Certain ethnic groups populated different parts of downtown, including Germans, Irish, and African Americans, according to the Encyclopedia of Chicago. Several railroad depots circled the city center, and beyond those were neighborhoods of cheap housing. These areas were also vice-filled, contributing to downtown Chicago's bad reputation.

In the early 20th century, even more people began moving out into the suburbs, but downtown remained a social and economic hub for most Chicagoans until about 1950 (via the Encyclopedia of Chicago). The Loop saw its traffic peak in 1948, with around a million people coming and going from the area each day. After a downturn, there was a slow influx of new residents to the Loop in the late 20th century, but urban renewal projects displaced many homeless people, according to Chicago Detours.

State Street: the heart of the Loop

Running along the eastern side of the Loop, just a couple of blocks from Lake Michigan, is State Street, which has long been one of the commercial centers of Chicago, and particularly of the Loop. According to Loop Chicago, the area was originally a shopping outpost for settlers headed west, the last chance to buy supplies before heading into the wilderness. In 1831, the Illinois State Legislature approved the construction of a state road in the area to connect Vincennes, Indiana, to Chicago. This is how the street got its name.

Its prominence increased after the Civil War, when businessman Potter Palmer attracted more shops to the area by building his Palmer House Hotel on State Street (and rebuilding it after the 1871 fire). The street remained a retail center until after World War II, when the rise of suburbs created an economic downturn in the city.

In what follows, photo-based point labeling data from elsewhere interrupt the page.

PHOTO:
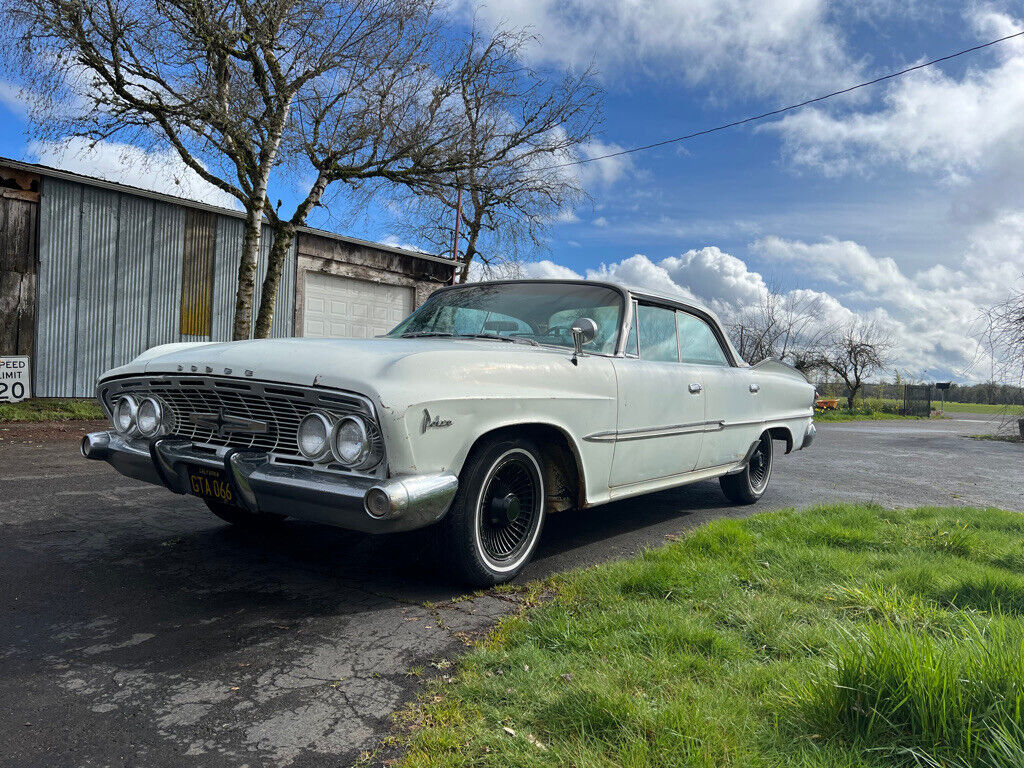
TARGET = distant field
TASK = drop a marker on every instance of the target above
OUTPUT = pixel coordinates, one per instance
(976, 408)
(888, 408)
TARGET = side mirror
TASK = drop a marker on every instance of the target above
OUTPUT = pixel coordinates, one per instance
(584, 331)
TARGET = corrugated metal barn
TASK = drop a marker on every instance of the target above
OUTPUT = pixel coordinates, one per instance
(93, 273)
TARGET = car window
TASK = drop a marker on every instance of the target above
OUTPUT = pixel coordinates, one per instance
(656, 329)
(606, 318)
(542, 312)
(697, 342)
(470, 321)
(631, 339)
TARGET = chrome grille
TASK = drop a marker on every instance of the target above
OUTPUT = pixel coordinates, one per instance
(279, 406)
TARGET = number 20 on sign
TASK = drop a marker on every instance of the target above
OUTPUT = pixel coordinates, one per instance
(15, 379)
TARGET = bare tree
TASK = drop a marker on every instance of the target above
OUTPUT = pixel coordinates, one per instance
(358, 88)
(520, 132)
(854, 352)
(786, 327)
(1005, 337)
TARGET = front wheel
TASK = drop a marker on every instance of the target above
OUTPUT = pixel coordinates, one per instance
(749, 485)
(495, 522)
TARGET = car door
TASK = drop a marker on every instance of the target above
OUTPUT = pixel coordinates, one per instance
(732, 404)
(660, 402)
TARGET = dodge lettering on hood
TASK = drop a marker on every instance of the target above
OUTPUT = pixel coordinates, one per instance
(492, 406)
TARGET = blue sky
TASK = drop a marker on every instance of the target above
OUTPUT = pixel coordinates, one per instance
(903, 204)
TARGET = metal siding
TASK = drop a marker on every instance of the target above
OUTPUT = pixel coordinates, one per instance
(131, 307)
(111, 281)
(225, 275)
(59, 224)
(96, 287)
(166, 246)
(197, 274)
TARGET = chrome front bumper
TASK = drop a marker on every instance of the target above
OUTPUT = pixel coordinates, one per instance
(398, 504)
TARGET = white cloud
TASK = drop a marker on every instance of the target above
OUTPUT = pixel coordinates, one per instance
(839, 262)
(933, 314)
(159, 170)
(929, 122)
(758, 46)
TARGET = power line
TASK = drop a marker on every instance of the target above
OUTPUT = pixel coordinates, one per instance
(779, 111)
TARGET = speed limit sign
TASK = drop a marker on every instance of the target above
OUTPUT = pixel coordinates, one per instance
(15, 379)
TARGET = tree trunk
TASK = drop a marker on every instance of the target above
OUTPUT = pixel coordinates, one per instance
(283, 239)
(247, 271)
(473, 232)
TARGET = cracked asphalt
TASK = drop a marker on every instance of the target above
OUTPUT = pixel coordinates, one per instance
(137, 630)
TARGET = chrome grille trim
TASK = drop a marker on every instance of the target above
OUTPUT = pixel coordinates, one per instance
(281, 407)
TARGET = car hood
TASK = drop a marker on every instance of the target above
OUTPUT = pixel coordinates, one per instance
(364, 366)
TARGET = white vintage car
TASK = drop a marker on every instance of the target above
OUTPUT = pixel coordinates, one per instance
(488, 408)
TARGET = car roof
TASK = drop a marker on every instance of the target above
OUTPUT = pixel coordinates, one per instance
(657, 297)
(660, 297)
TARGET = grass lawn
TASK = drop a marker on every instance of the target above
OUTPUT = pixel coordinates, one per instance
(45, 409)
(838, 636)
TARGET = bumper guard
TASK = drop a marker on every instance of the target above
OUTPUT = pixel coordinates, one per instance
(351, 502)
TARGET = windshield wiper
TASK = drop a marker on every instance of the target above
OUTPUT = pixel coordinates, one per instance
(510, 339)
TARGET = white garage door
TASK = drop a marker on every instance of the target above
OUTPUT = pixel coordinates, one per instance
(355, 308)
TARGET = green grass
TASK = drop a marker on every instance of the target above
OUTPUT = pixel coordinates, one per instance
(50, 410)
(844, 636)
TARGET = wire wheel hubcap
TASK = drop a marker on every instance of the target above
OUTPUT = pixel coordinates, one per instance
(509, 508)
(759, 468)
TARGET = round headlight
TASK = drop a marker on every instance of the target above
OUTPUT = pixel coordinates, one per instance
(314, 435)
(350, 441)
(125, 413)
(150, 418)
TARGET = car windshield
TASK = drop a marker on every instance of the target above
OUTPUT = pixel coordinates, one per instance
(527, 312)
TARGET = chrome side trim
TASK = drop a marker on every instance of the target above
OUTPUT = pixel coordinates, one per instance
(643, 433)
(784, 417)
(809, 436)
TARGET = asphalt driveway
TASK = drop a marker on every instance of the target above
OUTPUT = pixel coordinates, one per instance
(135, 629)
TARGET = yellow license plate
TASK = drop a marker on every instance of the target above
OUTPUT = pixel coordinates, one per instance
(211, 483)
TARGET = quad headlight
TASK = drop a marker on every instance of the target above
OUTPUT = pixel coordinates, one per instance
(150, 417)
(350, 441)
(314, 435)
(346, 440)
(125, 415)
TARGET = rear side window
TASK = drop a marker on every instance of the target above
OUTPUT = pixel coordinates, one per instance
(697, 342)
(656, 329)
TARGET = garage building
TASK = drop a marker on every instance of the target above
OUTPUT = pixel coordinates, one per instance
(94, 272)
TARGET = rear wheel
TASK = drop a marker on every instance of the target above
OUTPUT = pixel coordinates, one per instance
(495, 522)
(244, 518)
(749, 485)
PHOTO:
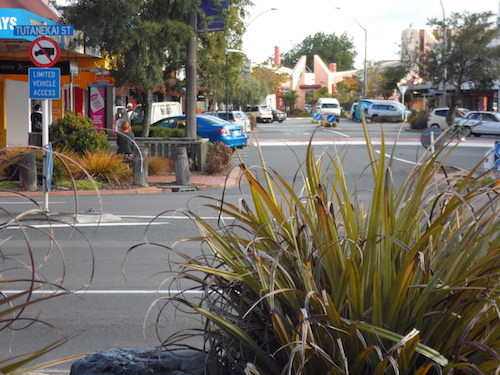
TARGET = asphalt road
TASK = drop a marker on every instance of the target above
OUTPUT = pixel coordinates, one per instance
(116, 288)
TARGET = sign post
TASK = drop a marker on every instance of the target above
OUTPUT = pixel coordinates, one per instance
(45, 84)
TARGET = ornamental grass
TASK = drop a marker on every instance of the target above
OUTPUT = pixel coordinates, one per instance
(309, 279)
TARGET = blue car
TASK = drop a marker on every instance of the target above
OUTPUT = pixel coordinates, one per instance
(211, 127)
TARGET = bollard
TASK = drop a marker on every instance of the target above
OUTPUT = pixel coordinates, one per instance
(181, 166)
(140, 167)
(27, 172)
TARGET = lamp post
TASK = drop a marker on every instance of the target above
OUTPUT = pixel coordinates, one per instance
(365, 77)
(445, 72)
(228, 51)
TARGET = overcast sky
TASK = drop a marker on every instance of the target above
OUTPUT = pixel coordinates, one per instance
(383, 20)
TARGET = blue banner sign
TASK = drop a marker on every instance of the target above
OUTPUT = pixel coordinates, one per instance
(45, 83)
(43, 30)
(10, 18)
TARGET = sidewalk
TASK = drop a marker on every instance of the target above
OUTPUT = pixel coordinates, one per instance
(159, 184)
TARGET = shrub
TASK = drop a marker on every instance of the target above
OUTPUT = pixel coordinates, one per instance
(418, 120)
(104, 166)
(158, 166)
(77, 132)
(319, 281)
(218, 158)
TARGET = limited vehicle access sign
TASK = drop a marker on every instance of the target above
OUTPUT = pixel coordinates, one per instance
(45, 83)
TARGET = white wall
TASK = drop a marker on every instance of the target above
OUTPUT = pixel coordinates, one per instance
(18, 112)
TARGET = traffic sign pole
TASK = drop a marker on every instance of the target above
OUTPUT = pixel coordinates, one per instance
(46, 153)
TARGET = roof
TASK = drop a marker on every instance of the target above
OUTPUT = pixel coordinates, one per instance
(37, 7)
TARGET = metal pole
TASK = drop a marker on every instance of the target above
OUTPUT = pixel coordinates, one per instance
(45, 143)
(227, 80)
(444, 60)
(191, 84)
(365, 76)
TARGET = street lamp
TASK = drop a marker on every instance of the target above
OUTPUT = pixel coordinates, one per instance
(228, 51)
(445, 73)
(365, 77)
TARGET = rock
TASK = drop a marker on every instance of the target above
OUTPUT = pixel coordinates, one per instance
(147, 361)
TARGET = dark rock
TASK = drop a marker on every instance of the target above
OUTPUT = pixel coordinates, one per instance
(147, 361)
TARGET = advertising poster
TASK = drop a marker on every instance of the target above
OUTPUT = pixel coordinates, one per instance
(97, 106)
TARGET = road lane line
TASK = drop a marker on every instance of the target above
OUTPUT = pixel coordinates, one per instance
(107, 292)
(399, 159)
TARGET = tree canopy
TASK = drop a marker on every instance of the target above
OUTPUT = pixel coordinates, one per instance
(145, 39)
(469, 57)
(330, 47)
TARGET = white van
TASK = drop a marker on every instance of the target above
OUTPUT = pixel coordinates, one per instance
(159, 110)
(328, 106)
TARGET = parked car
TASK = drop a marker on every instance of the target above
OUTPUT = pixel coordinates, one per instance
(480, 122)
(211, 127)
(278, 115)
(327, 106)
(234, 117)
(263, 113)
(387, 109)
(437, 117)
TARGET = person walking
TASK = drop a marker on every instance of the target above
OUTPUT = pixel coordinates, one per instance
(130, 112)
(36, 119)
(125, 141)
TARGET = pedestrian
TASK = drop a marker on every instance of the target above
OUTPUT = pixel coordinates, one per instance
(125, 141)
(452, 113)
(130, 112)
(36, 119)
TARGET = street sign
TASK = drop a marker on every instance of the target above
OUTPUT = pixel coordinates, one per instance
(44, 83)
(43, 30)
(44, 52)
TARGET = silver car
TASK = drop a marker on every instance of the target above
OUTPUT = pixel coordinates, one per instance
(480, 122)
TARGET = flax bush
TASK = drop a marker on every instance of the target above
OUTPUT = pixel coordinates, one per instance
(317, 282)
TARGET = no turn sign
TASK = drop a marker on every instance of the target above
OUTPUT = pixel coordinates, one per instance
(44, 52)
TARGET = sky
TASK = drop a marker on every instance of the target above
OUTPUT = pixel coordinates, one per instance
(384, 20)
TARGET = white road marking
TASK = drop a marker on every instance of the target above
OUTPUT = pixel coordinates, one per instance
(81, 225)
(105, 292)
(339, 133)
(28, 202)
(361, 143)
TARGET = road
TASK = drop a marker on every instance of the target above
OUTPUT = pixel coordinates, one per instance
(114, 288)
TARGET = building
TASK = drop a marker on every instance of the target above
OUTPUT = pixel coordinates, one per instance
(81, 71)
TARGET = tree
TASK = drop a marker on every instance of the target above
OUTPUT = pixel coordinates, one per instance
(331, 48)
(140, 38)
(470, 55)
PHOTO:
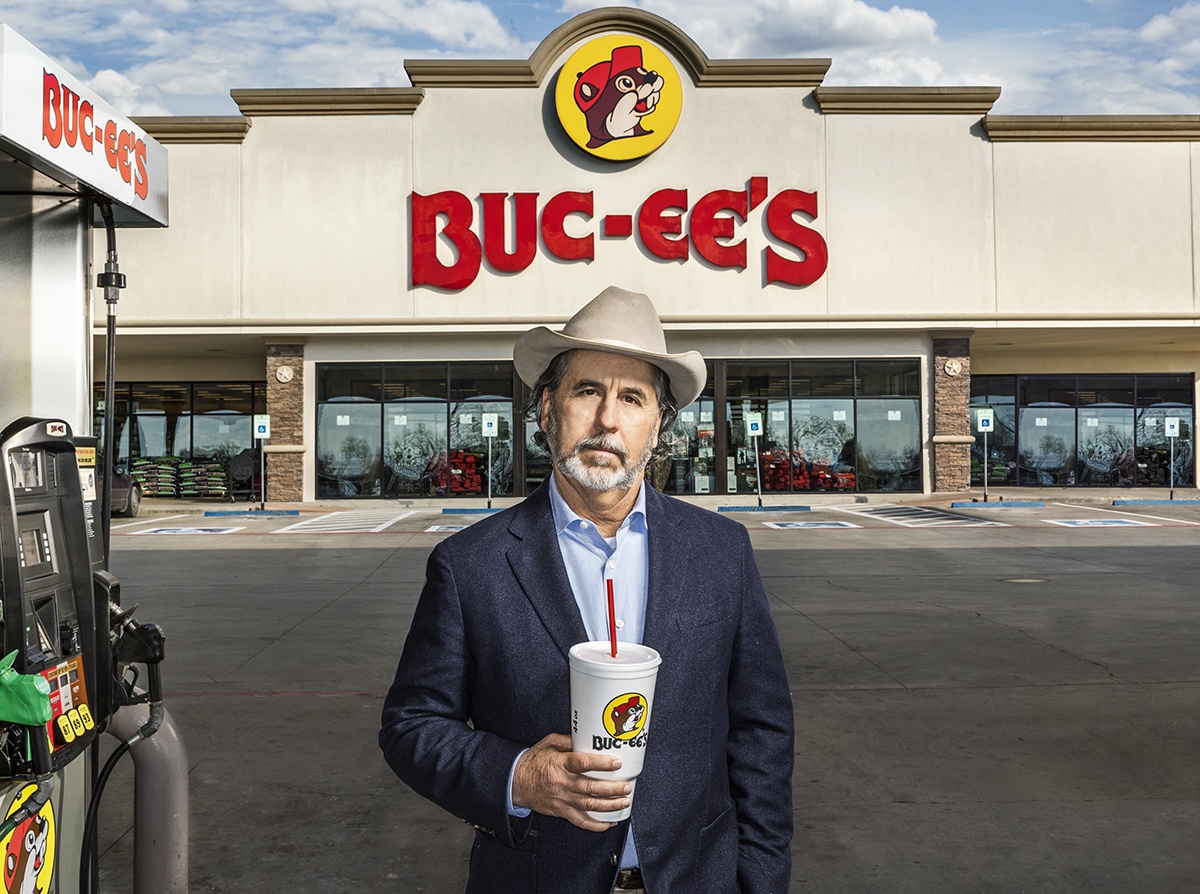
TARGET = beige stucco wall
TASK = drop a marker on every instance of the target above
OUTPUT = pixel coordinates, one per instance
(325, 222)
(190, 271)
(909, 216)
(1092, 228)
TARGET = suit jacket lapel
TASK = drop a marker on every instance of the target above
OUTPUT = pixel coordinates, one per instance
(537, 563)
(663, 599)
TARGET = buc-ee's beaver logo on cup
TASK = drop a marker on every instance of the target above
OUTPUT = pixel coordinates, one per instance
(29, 849)
(618, 97)
(624, 719)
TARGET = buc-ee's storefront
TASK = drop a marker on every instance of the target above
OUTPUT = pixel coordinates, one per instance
(862, 267)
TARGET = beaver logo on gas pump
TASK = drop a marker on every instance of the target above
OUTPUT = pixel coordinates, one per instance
(616, 95)
(29, 849)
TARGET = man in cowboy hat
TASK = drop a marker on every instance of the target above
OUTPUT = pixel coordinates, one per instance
(477, 718)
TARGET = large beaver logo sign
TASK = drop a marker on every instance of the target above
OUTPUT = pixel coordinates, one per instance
(616, 95)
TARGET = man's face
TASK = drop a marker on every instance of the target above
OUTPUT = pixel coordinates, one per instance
(603, 421)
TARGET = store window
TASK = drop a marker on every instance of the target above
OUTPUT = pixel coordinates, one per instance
(414, 430)
(997, 394)
(760, 388)
(178, 438)
(823, 443)
(828, 425)
(1098, 431)
(691, 467)
(1162, 461)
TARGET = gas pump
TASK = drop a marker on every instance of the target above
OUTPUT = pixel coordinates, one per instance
(67, 643)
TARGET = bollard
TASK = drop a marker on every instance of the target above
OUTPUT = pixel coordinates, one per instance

The city tried to revitalize the area by creating a pedestrian mall on State Street in 1979, closing nine blocks to private automobiles and installing new bus shelters and wider sidewalks, among other improvements. However, the plan failed. It separated the street from the rest of downtown and took away its energy. The heavy bus traffic to the mall also created an unpleasant atmosphere (via Chicago Tribune). The mall closed in 1993. Instead, city officials invested in new developments, including building offices and apartments and revitalizing the Theater District (via Loop Chicago).

The Loop today

Today, the Loop is still a commercial center, but also a residential area and a dining and culture destination. According to Britannica, the area is decorated with outdoor artwork by Alexander Calder, Marc Chagall, Joan Miró, and Pablo Picasso. In the Theater District, three theaters feature touring Broadway shows, while others host world premieres. Along the riverside in the Loop is Chicago's Riverwalk, a pedestrian-only area with restaurants and the Chicago River Museum, among other things. On the Loop's lakefront is Millennium Park, home of the "Cloud Gate" sculpture, aka "the Bean" (above). The park also features a garden area and the Jay Pritzker Pavilion, which hosts music and movie festivals (via Choose Chicago).

Some other attractions in the Loop include the Art Institute, one of the largest and oldest art museums in the country, with exhibits of Impressionist art, among others. Nearby is Chicago Cultural Center, which hosts free exhibits and shows and features the world's largest Tiffany stained glass dome.